# **Grammar for MiniLang**


In [None]:
program -> statement_list

statement_list -> statement ';' statement_list | statement ';'
statement -> assignment | conditional | print

assignment -> IDENTIFIER '=' expression

conditional -> 'if' '(' expression ')' '{' statement_list '}' 'else' '{' statement_list '}'

print -> 'print' expression

expression -> term | expression '+' term | expression '-' term
term -> factor | term '*' factor | term '/' factor
factor -> IDENTIFIER | INTEGER | '(' expression ')' | BOOLEAN | UNARY_OP factor

UNARY_OP -> '!' | '-' | '+'

BOOLEAN -> 'true' | 'false'


# **Top-down recursive descent parser for MiniLang**

In [12]:
import re

# Token types
INTEGER = 'INTEGER'
BOOLEAN = 'BOOLEAN'
IDENTIFIER = 'IDENTIFIER'
KEYWORD = 'KEYWORD'
OPERATOR = 'OPERATOR'
DELIMITER = 'DELIMITER'
COMMENT = 'COMMENT'

# Regular expressions for tokenization
token_expressions = [
    (r'\d+', INTEGER),
    (r'(true|false)', BOOLEAN),
    (r'[a-zA-Z][a-zA-Z0-9_]*', IDENTIFIER),
    (r'(if|else|print)', KEYWORD),
    (r'[\+\-\*\/\&\|\!\=\>\<\(\)\{\}\;\=]', OPERATOR),
    (r'\/\/.*', COMMENT),
    (r'\s+', None)  # Ignore whitespace
]

# Tokenize function
def tokenize(code):
    tokens = []
    while code:
        for pattern, token_type in token_expressions:
            match = re.match(pattern, code)
            if match:
                value = match.group(0)
                if token_type is not None:
                    tokens.append((value, token_type))
                break
        code = code[len(value):]
    return tokens

# AST Node class
class ASTNode:
    def __init__(self, type_, value=None, children=None):
        self.type = type_
        self.value = value
        self.children = children if children is not None else []

    def __repr__(self):
        if self.children:
            return f'{self.type}({", ".join(repr(child) for child in self.children)})'
        elif self.value:
            return f'{self.type}: {self.value}'
        else:
            return f'{self.type}'

# Parser class
class Parser:
    def __init__(self, tokens):
        self.tokens = tokens
        self.current_token = None
        self.token_index = -1
        self.advance()

    def advance(self):
        self.token_index += 1
        if self.token_index < len(self.tokens):
            self.current_token = self.tokens[self.token_index]
        else:
            self.current_token = None

    def parse(self):
        return self.parse_program()

    def parse_program(self):
        program = ASTNode('Program')
        while self.current_token:
            statement = self.parse_statement()
            if statement:
                program.children.append(statement)
        return program

    def parse_statement(self):
        token = self.current_token
        if token[1] == KEYWORD:
            if token[0] == 'if':
                return self.parse_if_statement()
            elif token[0] == 'print':
                return self.parse_print_statement()
        elif token[1] == IDENTIFIER:
            return self.parse_assignment()
        self.advance()  # Skip unsupported statement
        return None

    def parse_assignment(self):
        identifier = self.current_token[0]
        self.advance()  # Skip identifier
        self.advance()  # Skip '='
        value = self.parse_expression()
        self.advance()  # Skip ';'
        return ASTNode('Assignment', (identifier, value))
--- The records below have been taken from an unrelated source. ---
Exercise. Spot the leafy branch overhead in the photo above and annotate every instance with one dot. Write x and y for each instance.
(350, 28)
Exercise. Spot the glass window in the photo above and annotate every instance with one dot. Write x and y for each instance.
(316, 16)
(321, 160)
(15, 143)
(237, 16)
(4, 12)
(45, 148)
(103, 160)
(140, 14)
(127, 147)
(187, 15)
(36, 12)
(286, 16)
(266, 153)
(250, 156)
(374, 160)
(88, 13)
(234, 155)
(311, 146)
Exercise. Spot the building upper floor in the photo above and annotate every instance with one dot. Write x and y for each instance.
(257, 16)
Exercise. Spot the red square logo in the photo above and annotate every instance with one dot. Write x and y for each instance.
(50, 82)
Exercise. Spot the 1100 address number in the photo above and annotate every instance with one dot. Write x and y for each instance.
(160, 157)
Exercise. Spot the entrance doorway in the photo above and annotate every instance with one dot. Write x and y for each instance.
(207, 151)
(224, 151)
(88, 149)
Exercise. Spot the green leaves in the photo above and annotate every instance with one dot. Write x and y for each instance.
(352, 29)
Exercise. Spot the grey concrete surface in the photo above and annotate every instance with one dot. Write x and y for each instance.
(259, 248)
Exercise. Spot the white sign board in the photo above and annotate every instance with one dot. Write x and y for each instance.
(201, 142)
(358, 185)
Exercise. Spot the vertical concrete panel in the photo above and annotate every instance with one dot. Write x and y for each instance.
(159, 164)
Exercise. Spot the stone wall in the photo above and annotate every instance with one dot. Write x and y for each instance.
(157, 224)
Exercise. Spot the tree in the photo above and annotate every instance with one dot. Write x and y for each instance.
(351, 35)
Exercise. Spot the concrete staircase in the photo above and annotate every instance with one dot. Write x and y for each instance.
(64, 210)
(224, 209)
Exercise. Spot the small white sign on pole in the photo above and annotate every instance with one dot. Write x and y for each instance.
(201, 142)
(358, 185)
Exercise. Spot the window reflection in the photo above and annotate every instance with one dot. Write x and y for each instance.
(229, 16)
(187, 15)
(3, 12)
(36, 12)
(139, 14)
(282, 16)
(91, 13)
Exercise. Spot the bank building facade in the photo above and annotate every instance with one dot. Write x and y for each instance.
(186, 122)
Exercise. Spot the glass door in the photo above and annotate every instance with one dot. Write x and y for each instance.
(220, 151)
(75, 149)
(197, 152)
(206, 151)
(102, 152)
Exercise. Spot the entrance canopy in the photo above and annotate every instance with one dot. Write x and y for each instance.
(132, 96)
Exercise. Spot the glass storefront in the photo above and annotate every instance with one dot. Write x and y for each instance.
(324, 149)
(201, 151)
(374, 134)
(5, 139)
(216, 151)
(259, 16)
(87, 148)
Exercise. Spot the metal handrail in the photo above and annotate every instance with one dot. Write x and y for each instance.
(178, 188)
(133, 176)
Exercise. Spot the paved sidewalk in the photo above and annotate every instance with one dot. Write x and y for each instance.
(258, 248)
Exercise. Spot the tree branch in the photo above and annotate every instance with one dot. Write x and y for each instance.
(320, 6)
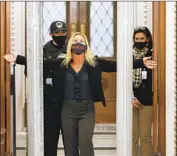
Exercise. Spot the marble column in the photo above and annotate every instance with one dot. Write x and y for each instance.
(170, 77)
(35, 79)
(125, 16)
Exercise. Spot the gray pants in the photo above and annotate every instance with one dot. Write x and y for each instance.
(78, 122)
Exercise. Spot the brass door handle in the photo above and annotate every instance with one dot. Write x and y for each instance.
(83, 28)
(73, 28)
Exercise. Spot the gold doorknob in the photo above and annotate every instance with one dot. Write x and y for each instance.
(83, 28)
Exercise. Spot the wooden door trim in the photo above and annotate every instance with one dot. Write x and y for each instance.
(5, 105)
(159, 101)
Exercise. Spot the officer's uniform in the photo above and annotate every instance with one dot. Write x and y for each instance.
(52, 110)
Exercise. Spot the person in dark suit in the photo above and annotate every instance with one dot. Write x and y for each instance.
(143, 95)
(78, 86)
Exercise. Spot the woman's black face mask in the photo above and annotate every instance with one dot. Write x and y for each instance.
(60, 40)
(78, 48)
(140, 45)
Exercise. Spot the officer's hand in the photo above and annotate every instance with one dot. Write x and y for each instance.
(149, 63)
(10, 57)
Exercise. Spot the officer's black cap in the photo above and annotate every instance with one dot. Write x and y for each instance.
(57, 26)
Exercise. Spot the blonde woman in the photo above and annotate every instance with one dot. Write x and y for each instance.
(78, 81)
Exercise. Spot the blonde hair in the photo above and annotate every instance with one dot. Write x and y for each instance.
(88, 54)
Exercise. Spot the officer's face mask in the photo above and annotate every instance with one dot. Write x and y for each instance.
(60, 40)
(140, 45)
(78, 48)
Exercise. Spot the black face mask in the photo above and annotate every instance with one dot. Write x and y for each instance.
(60, 40)
(140, 45)
(78, 48)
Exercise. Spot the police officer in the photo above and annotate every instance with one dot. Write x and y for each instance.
(52, 111)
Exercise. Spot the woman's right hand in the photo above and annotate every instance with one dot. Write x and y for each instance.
(149, 63)
(11, 57)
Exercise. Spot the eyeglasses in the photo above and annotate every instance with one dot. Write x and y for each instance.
(140, 28)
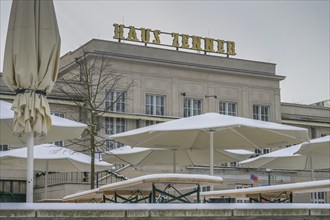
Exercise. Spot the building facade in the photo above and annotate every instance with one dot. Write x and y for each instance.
(169, 84)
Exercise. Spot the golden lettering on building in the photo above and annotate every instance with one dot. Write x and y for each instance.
(145, 35)
(184, 41)
(156, 37)
(196, 43)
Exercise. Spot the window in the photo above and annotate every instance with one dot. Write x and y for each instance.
(192, 107)
(115, 101)
(228, 108)
(155, 105)
(114, 126)
(149, 122)
(243, 199)
(59, 143)
(261, 112)
(4, 147)
(319, 197)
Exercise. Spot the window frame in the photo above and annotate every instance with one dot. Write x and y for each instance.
(189, 109)
(157, 106)
(260, 113)
(115, 101)
(227, 107)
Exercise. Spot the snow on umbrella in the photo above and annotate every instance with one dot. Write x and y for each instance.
(50, 158)
(31, 61)
(306, 156)
(61, 128)
(213, 130)
(139, 156)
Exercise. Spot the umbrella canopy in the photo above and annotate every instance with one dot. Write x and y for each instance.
(140, 156)
(59, 159)
(316, 147)
(213, 130)
(229, 132)
(291, 157)
(31, 60)
(61, 128)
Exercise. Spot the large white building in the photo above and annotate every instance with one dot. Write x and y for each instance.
(172, 83)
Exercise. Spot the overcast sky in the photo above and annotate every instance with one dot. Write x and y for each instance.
(292, 34)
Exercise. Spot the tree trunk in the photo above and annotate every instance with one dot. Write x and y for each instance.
(92, 146)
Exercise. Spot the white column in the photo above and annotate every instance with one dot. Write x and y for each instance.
(29, 169)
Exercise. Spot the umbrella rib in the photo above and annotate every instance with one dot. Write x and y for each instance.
(138, 164)
(199, 134)
(10, 128)
(245, 138)
(286, 135)
(141, 143)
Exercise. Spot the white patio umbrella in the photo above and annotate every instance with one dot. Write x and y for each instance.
(306, 156)
(50, 158)
(31, 60)
(61, 128)
(213, 130)
(139, 156)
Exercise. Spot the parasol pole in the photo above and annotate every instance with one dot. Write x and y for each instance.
(46, 180)
(174, 161)
(211, 155)
(29, 173)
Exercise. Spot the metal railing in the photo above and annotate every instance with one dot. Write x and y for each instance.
(77, 178)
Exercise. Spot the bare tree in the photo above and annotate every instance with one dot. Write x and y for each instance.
(89, 85)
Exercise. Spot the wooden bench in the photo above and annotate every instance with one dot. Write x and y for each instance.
(154, 188)
(275, 193)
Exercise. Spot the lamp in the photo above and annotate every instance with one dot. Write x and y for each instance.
(208, 96)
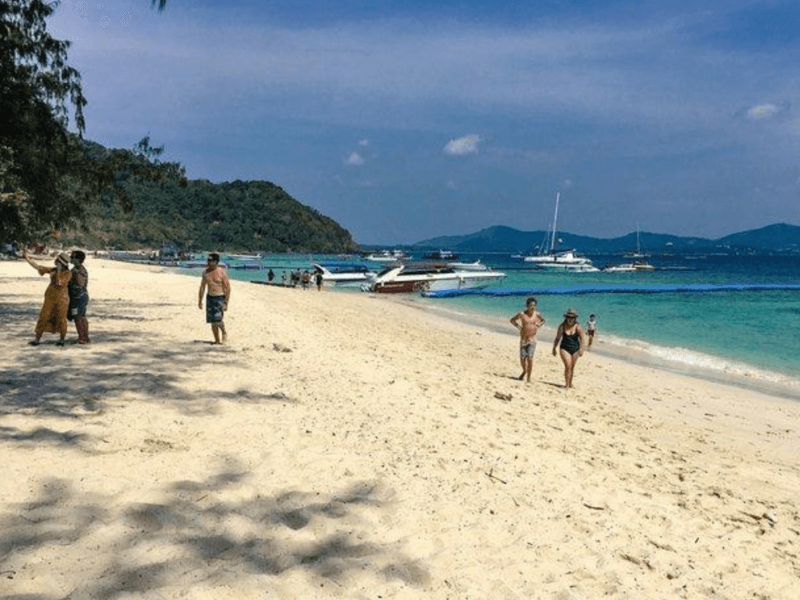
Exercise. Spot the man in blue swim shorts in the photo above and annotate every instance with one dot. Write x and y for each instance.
(528, 323)
(219, 293)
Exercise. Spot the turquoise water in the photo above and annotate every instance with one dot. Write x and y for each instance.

    def parse_if_statement(self):
        condition = self.parse_expression()
        self.advance()  # Skip '{'
        if_block = self.parse_program()
        self.advance()  # Skip '}'
        else_block = None
        if self.current_token and self.current_token[0] == 'else':
            self.advance()  # Skip 'else'
            self.advance()  # Skip '{'
            else_block = self.parse_program()
            self.advance()  # Skip '}'
        return ASTNode('IfStatement', (condition, if_block, else_block))

    def parse_print_statement(self):
        self.advance()  # Skip 'print'
        value = self.parse_expression()
        self.advance()  # Skip ';'
        return ASTNode('PrintStatement', value)

    def parse_expression(self):
        # For simplicity, assuming expressions are only identifiers or literals
        return ASTNode('Expression', self.current_token[0])

# Main function to test the parser
def main():
    code = input("Enter MiniLang code: ")
    tokens = tokenize(code)
    parser = Parser(tokens)
    ast = parser.parse()
    print(ast)

if __name__ == '__main__':
    main()


Enter MiniLang code: z = x +;
Program(Assignment: ('z', Expression: x))